Siyasi iktidarın 657 Sayılı Devlet Memurları Kanunu’nda değişiklik yapmak istemesinin önemli nedenlerinden biri de kamu hizmetlerini yerellere bırakmaktır. Kamu hizmetlerinin özelleştirilmesi veya yerel yönetimler eliyle sağlanması, Türkiye’de ulus-devleti zayıflatma, milletleşme sürecini tersine çevirerek etnik kimliği öne çıkarma ve yerel güç odaklarının gücüne güç katarak insanları kullaştırma etkisi yaratacaktır.
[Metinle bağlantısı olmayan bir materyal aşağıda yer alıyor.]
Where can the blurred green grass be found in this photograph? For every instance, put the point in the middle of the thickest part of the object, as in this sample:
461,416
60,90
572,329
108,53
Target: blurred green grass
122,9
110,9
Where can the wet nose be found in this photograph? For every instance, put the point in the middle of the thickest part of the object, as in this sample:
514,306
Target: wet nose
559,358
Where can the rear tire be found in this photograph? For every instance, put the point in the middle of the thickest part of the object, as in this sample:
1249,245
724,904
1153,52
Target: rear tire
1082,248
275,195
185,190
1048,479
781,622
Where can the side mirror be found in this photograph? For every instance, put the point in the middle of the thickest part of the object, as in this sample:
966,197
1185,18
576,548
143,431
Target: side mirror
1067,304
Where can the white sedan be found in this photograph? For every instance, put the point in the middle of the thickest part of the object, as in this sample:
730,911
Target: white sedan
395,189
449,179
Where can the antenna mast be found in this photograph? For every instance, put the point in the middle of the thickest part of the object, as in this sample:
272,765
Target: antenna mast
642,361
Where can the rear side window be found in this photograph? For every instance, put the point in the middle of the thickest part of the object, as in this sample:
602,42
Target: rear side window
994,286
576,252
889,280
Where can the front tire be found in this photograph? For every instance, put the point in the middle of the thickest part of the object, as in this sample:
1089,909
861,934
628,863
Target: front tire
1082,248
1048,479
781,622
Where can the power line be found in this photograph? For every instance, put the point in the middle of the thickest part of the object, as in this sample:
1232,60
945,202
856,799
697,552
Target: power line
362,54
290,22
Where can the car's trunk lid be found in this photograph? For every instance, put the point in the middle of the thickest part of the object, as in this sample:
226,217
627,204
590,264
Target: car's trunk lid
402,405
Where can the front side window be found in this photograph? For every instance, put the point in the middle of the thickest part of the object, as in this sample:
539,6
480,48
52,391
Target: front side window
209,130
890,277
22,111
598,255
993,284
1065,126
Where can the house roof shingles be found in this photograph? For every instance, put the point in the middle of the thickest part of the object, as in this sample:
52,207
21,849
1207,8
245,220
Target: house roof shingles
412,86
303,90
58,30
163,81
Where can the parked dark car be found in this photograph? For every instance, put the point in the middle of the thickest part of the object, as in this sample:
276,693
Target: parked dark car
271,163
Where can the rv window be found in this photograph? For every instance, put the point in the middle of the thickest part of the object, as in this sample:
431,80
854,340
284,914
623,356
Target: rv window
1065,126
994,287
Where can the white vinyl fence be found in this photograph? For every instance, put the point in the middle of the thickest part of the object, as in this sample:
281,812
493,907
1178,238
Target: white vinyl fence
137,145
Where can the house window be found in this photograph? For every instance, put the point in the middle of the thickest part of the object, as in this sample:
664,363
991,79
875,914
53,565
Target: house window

Özellikle eğitim ve sağlık hizmetlerinin yerel yönetimlere devri, Türkiye’de üniter devlet yapısının zayıflatılması ve eyalet sistemine geçişin adımları olacaktır.

EĞER BU DEĞİŞİKLİKLER GERÇEKLEŞİRSE;

* Kamu emekçilerine performansa dayalı ücret ödenecek, performans kriterini ise amirlerin iki dudağı ile kamu emekçisinin ne kadar itaatkar olup olmadığı belirleyecektir.

* Esnek ve kuralsız çalışma esas olacaktır. Haftada 5 gün ve 40 saat çalışma tarihe karışacak çalışma saatleri ve günlerini amirler belirleyecektir.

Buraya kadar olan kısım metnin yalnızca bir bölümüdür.